My first mission was in Ivory Coast. My boss was a 28-year-old 
French nurse who was serving as project coordinator, hospital manager, 
and medical coordinator, all at the same time. Her quiet, gentle manner 
belied a steely resolve. She knew every employee and many patients by 
name. Above all else, she was pragmatic, always seeking to do what was 
best for our patients, who were caught in a civil war.
I’ve always remembered her practical, patient-centered approach, because 
that’s really what this work is about—the patients. But even our most 
dedicated, skilled field workers can only do so much if they don’t have 
the right tools—the diagnostics, the medications, the vaccines—for the 
environments in which we work.
MSF’s Access Campaign was founded to prod others to develop or provide 
these essential medical tools and to make sure they work in remote 
locations with few resources. The work the Access Campaign does is 
directly tied to our field experience and has profound consequences for 
the people with whom we work. It brings much-needed attention to pricing, 
policies, the research and development system, and other crucial elements 
of the process by which medicines and medical tools make it to the 
field—or don’t, as the case may be.
And that’s what this issue of Alert is about, the cost of medicine,and the 
processes that drive the development of some medicines over others.
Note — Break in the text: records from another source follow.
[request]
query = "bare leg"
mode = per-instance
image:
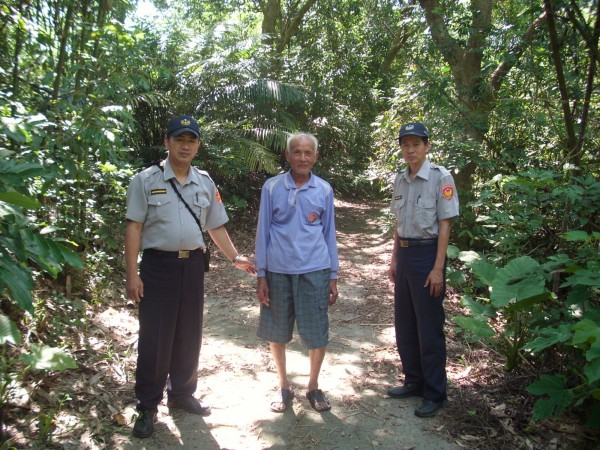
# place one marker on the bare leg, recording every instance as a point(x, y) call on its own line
point(278, 352)
point(316, 356)
point(284, 394)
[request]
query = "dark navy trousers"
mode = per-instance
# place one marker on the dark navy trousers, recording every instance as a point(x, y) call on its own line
point(170, 336)
point(419, 322)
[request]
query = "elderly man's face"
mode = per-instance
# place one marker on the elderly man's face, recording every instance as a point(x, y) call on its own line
point(301, 156)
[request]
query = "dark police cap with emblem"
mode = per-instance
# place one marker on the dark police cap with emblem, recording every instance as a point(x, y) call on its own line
point(183, 124)
point(415, 129)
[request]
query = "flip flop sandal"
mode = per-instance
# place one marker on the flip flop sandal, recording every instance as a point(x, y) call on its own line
point(315, 397)
point(282, 400)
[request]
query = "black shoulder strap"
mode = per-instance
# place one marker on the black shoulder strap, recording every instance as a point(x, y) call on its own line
point(181, 198)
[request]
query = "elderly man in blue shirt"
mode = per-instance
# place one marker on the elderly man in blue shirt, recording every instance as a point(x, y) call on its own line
point(297, 262)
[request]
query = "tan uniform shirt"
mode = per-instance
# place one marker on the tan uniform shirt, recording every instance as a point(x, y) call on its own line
point(168, 225)
point(420, 203)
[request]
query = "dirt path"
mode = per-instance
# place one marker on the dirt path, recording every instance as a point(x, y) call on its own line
point(238, 377)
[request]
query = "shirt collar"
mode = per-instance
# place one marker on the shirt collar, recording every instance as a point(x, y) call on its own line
point(168, 173)
point(291, 184)
point(422, 173)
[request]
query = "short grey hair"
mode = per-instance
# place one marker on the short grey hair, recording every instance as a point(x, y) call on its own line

Our 
special report consists of four interrelated sections, three of which 
highlight a different challenge our field teams face, while the fourth 
looks at the root causes of the dynamics at play. The first, focused on 
the $1,000-per-pill price tag of a new hepatitis C treatment, covers 
medications that are unaffordable because of how and why they’ve been 
developed and marketed. The second shows what happens when too many 
vaccines are unadapted to the settings in which we work (and, in some 
cases, unaffordable as well). The third looks at how the Ebola 
outbreak showed the frustrations of trying to respond to a crisis where 
good treatment options are unavailable. And then,to bring it all together, 
we look at the prevailing research and development system, which neglects 
huge swathes of people and leaves them vulnerable to health issues 
and diseases for which they should have better options.
My boss back on my first mission could make decisions at the field level 
that improved the picture for patients, but other things were far beyond 
her control, like the funding and incentive mechanisms for research and 
development,and the lack of attention paid to neglected diseases 
that primarily affect poorer patients. That’s why we think it’s 
so important to highlight the work that the Access Campaign is doing and 
to understand the issues we are raising here.
And as we talk about innovation, pragmatism, and effectiveness, we 
dedicate this issue of Alert to Jacques Pinel, a longtime MSF staffer who 
recently passed away. In his distinguished career with MSF, Jacques helped 
develop some of the most innovative and effective tools our field teams 
have, kits and protocols still in use that demonstrate the spirit, 
ingenuity, and attention to the needs of patients to which we all aspire. 
You will be missed, Jacques, but your impact will be felt every day in MSF 
projects—and by patients—around the world.